Broken Laser Pointers
Pierre Omidyar became fascinated with the ways people connect through shared interests. While in college, he wrote a program to help with memory management for Apple Mackintosh programmers. He distributed it online as “shareware” and asked users to pay through the honor system. Checks did not flood in; it was more of a drip in reality. In 1991 he moved on to start a company with three friends called Ink Development Corp, from which he created eShop Inc.
Moving forward to 1995 Labor Day Weekend, Omidyar launched an online service called Auction Web. The first item sold was a broken laser pointer. Omidyar was baffled. When he checked in with the buyer, he assured him that he purposely bought the broken laser pointer. In fact, he collected them. As the site began to flourish, Omidyar become increasingly cognizant of the human quality embedded in his site – people wanted to connect through shared interests and had an affinity for products with stories. He tapped into this sentiment.
In 1997, he renamed the company eBay and began aggressively marketing. Users came flooding in. However, the consequences of such rapid growth caught up to eBay, resulting in debilitating growing pains. In 1999, the site crashed for more than 22 hours, causing a massive uproar in its huge customer base. This failure made the news and dented the reputation of eBay.
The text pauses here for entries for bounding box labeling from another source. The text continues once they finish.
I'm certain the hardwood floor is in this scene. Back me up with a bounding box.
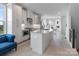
[5,40,79,56]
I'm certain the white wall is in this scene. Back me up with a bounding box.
[7,4,12,34]
[12,4,23,43]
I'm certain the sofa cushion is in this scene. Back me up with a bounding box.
[0,35,6,43]
[0,42,16,51]
[5,34,15,42]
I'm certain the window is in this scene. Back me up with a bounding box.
[0,4,6,34]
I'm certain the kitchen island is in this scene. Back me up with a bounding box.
[31,30,52,54]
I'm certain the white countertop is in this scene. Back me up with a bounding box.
[32,30,51,34]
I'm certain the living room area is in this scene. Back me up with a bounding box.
[0,3,79,56]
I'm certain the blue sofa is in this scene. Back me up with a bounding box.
[0,34,17,55]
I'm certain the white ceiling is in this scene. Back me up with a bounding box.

Omidyar, along with Meg Whitman, the CEO, refused to concede defeat and ensured that eBay got back on its feet. The eBay team called 10,000 of its top users to apologize for the inconvenience. The team also started the slow and arduous journey over the next 6-9 months to solidify the technological infrastructure of eBay. Today, eBay is one of the most successful companies in the world. Omidyar went on to start a philanthropic firm named Omidyar Network and launched First Look Media, a platform for independent journalism.